My intense desire and longing is to make others love Jesus and to draw them to His Sacred Heart. Recently at Mass I have found myself at the Dominus Vobiscum opening my arms wide with the intention of embracing every soul present and drawing them in spite of themselves into that Heart which longs for their love. “Compel them to come in,” Jesus said. Yes, compel them to dive into that abyss of love. Sometimes, I might say nearly always, when speaking to people I am seized with an extra ordinary desire to draw their hearts to God. I could go down on my knees before them and beg them to be pure and holy, so strong do I feel the longing of Jesus for sanctity in everyone, and since I may not do this, I try to do what I find hard to describe in words: to pour out of my heart any grace or love of God there may be in it, and then with all the force of my will to draw their hearts into that of Jesus.
COMMENT: It is true that Fr Doyle had a great zeal for souls. It was this zeal that compelled him to travel around Ireland (and occasionally in Scotland and England) preaching missions and giving retreats. It was this zeal which compelled him to try to establish a retreat house for laypeople in the face of opposition from those who did not see the point of laypeople doing retreats. It was this zeal which compelled him to volunteer for the missions in Congo, even though his offer was not accepted by his superiors. It was this zeal which compelled him to volunteer as a military chaplain and to face death time after time as he rushed into danger to anoint a fallen soldier. And it was this zeal which made him resolve to volunteer to work in leper colony if he survived the war.
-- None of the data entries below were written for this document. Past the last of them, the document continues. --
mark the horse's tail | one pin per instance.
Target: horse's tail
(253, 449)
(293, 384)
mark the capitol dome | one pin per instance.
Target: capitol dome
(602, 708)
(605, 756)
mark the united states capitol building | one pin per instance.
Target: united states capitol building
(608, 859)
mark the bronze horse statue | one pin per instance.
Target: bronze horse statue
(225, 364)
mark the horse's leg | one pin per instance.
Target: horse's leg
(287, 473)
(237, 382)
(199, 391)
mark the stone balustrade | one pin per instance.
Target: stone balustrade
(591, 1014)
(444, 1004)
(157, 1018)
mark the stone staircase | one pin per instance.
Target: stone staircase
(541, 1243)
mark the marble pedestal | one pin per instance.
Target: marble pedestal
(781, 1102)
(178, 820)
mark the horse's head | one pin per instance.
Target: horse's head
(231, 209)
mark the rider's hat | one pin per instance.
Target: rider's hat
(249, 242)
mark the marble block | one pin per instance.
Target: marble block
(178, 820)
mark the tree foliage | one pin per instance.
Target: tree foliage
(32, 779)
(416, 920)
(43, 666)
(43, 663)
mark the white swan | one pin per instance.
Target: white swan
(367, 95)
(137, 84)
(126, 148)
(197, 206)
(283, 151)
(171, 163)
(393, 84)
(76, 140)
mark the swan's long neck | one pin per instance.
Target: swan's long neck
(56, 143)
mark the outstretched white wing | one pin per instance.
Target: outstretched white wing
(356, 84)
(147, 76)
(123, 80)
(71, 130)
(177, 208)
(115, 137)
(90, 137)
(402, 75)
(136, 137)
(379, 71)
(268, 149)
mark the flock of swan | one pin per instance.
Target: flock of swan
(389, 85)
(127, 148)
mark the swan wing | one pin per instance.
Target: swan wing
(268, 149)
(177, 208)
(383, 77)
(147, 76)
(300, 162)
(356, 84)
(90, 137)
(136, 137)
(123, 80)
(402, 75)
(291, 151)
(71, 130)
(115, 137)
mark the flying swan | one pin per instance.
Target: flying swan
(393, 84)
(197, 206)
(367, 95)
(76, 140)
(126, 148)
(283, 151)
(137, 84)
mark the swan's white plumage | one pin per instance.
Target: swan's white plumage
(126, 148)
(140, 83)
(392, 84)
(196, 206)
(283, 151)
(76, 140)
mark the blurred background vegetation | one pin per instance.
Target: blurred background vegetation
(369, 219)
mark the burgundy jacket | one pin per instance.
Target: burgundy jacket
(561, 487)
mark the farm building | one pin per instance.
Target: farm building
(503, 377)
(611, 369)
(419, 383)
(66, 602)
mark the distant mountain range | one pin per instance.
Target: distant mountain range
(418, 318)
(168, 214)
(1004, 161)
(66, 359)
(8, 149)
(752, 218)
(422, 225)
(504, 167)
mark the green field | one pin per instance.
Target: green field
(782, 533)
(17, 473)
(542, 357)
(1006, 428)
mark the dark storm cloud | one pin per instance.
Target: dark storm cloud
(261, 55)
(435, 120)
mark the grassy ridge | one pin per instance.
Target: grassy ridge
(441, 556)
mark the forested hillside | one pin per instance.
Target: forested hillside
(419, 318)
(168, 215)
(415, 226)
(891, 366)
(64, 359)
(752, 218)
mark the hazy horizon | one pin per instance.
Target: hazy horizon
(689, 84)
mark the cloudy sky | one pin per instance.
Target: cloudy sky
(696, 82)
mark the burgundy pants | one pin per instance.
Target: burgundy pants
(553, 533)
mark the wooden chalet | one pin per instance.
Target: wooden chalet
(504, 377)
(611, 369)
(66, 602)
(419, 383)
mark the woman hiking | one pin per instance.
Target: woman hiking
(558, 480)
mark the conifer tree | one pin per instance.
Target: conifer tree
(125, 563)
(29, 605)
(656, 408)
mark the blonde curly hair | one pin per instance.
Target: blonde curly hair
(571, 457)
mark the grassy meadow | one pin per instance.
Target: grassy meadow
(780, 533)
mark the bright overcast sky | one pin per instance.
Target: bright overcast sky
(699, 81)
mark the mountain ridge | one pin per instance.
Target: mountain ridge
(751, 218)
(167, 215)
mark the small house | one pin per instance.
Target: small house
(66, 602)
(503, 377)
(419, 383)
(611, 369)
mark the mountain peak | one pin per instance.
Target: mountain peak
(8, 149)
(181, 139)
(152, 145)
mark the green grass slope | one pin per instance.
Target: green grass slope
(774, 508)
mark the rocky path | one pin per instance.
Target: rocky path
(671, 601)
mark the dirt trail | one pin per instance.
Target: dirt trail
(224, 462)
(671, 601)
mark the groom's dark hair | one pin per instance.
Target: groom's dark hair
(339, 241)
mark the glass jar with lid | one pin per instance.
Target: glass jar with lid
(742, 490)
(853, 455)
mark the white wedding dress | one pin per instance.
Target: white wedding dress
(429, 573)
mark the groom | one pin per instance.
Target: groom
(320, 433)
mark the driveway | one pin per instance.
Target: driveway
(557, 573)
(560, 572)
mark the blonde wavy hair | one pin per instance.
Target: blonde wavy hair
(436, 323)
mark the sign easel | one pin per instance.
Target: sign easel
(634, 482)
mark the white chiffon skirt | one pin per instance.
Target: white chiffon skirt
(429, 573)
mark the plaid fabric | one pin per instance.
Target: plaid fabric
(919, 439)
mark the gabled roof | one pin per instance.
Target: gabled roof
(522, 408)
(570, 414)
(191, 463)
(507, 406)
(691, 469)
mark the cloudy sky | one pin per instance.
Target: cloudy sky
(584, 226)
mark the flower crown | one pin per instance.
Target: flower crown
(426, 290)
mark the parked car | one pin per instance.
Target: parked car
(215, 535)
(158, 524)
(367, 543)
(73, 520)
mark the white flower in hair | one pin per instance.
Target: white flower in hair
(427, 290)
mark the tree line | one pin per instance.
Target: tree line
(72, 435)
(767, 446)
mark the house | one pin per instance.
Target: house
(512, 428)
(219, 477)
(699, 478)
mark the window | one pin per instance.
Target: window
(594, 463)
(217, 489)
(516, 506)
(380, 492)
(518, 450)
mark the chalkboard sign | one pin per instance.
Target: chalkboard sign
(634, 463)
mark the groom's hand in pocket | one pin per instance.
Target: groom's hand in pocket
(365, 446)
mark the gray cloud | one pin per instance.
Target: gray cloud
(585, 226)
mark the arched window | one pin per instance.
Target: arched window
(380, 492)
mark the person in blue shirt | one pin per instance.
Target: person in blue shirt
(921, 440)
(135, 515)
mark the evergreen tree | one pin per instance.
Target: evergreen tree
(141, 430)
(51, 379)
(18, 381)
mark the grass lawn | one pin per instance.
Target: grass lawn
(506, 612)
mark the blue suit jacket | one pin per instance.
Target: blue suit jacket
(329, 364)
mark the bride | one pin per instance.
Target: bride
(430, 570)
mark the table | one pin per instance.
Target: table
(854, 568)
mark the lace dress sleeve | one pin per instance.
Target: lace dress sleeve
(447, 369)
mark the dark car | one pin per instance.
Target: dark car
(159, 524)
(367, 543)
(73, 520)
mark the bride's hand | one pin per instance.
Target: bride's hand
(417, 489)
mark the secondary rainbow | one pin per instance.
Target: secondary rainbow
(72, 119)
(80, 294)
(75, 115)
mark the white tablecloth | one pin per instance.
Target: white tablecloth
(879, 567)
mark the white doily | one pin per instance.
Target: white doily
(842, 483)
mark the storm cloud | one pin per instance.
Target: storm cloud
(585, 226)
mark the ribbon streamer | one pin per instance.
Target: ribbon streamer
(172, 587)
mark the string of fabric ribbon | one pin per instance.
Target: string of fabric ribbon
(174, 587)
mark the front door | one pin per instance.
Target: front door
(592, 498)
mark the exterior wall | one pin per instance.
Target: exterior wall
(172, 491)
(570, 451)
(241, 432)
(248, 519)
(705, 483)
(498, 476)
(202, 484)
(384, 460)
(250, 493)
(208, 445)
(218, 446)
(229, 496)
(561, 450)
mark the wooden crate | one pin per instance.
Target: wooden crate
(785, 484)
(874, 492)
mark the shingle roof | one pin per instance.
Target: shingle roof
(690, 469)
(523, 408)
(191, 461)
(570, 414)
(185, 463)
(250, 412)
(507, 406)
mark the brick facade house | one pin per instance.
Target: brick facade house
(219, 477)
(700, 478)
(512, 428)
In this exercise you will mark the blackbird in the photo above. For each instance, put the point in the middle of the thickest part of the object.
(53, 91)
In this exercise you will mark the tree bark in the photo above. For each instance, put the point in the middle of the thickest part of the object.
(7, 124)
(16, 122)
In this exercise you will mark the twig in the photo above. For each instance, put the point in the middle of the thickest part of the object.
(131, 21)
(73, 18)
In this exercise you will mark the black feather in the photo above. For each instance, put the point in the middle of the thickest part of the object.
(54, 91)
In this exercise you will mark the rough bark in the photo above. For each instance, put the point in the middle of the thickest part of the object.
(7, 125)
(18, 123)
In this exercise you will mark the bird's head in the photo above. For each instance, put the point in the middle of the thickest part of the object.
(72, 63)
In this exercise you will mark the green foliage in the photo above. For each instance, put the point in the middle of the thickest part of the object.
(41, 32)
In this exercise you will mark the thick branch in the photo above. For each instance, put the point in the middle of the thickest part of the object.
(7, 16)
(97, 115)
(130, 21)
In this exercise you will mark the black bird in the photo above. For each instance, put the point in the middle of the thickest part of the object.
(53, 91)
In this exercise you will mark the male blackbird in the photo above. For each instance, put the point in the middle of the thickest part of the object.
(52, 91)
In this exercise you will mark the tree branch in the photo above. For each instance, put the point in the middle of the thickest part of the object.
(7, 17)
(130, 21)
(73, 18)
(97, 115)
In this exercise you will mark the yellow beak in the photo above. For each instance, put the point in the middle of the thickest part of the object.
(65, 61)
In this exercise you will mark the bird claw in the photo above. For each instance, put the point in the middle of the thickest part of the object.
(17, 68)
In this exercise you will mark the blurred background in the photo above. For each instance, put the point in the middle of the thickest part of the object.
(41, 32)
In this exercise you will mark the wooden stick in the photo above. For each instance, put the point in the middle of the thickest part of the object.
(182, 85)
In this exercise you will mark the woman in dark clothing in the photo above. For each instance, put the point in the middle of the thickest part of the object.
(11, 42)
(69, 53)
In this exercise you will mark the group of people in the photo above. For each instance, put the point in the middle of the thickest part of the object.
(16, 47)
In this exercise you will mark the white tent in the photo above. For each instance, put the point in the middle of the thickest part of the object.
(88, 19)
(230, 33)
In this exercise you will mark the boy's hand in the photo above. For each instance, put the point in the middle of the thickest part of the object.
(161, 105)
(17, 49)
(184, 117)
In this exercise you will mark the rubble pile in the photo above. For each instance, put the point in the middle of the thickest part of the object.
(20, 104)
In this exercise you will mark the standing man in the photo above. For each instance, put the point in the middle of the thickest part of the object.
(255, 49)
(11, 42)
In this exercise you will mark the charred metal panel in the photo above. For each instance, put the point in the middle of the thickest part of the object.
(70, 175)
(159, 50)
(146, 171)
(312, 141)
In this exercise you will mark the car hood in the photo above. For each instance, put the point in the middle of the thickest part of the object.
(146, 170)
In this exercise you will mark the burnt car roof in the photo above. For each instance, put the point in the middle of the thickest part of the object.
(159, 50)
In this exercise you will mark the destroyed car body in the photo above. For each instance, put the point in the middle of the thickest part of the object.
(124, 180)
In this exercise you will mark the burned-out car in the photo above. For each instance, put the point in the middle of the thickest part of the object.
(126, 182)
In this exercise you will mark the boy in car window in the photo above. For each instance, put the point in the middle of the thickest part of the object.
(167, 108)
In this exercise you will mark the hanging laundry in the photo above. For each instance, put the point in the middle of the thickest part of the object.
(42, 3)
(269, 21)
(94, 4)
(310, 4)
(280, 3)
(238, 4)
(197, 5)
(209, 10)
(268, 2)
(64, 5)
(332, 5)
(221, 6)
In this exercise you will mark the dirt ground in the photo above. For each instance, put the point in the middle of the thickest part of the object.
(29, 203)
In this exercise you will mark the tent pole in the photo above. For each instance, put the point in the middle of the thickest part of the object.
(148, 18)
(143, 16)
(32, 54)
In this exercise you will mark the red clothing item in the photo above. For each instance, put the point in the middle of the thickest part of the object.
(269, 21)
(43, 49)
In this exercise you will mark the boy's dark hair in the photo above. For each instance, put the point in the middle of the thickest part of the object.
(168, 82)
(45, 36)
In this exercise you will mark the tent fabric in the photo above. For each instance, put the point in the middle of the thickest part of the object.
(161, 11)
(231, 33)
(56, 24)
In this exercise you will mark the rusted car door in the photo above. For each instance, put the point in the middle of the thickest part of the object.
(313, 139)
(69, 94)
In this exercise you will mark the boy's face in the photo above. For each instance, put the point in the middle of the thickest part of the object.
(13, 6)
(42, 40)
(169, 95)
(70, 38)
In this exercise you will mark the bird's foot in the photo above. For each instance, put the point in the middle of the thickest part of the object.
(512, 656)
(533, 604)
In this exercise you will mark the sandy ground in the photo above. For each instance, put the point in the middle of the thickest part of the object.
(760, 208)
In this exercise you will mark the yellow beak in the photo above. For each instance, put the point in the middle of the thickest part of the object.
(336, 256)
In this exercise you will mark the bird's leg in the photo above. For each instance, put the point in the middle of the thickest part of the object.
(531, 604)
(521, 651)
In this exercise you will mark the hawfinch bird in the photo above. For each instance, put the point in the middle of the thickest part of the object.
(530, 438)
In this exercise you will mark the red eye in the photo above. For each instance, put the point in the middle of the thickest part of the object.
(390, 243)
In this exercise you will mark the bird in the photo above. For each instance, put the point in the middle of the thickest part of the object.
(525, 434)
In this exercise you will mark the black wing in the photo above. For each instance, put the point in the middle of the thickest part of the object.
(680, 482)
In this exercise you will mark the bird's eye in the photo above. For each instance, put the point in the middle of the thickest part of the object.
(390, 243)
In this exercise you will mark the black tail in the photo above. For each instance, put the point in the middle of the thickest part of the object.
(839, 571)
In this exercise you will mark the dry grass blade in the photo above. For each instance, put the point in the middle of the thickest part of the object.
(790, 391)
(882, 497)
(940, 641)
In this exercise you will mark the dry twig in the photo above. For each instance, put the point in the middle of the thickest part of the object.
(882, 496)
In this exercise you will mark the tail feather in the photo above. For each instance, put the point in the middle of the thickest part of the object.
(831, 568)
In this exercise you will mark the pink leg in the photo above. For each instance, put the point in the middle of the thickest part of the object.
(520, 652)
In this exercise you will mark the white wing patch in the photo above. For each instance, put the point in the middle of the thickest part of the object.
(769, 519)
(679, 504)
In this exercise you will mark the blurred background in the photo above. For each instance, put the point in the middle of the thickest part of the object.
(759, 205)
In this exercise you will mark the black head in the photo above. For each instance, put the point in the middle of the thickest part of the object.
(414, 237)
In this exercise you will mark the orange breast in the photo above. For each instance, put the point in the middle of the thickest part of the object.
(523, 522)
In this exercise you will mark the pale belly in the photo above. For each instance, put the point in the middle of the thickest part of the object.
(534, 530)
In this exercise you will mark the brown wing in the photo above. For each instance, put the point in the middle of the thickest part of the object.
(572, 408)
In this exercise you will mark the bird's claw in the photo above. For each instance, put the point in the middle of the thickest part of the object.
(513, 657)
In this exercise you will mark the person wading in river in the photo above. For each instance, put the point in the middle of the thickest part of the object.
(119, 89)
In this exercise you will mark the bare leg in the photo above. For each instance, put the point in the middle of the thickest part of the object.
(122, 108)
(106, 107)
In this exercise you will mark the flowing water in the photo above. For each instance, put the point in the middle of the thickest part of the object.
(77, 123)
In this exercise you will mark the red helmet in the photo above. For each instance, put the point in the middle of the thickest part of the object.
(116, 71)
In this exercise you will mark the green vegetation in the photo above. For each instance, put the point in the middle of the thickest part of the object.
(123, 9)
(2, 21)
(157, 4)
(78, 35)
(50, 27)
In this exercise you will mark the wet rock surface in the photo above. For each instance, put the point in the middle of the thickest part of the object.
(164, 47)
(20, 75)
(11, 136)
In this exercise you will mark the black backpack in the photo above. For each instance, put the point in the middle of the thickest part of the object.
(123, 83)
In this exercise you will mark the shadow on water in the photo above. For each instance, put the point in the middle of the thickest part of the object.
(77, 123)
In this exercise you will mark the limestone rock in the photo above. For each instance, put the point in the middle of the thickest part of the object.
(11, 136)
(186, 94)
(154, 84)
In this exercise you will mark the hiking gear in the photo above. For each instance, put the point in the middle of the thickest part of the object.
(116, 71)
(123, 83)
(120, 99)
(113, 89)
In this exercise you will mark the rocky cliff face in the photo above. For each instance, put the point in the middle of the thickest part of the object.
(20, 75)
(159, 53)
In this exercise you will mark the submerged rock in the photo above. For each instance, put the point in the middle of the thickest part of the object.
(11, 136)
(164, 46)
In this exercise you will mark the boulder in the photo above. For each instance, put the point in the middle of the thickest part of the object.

Today is the feast of Blessed Charles Spinola, an Italian Jesuit saint whose zeal compelled him to leave the comfortable life of a 16th Century noble and volunteer for the missions in Japan. It took him three years to get there, and after working for 18 years, he was imprisoned in a cage for four years, tortured and finally burned to death.
In contrast to all of this heroism, do I have zeal for the simple daily tasks given to me?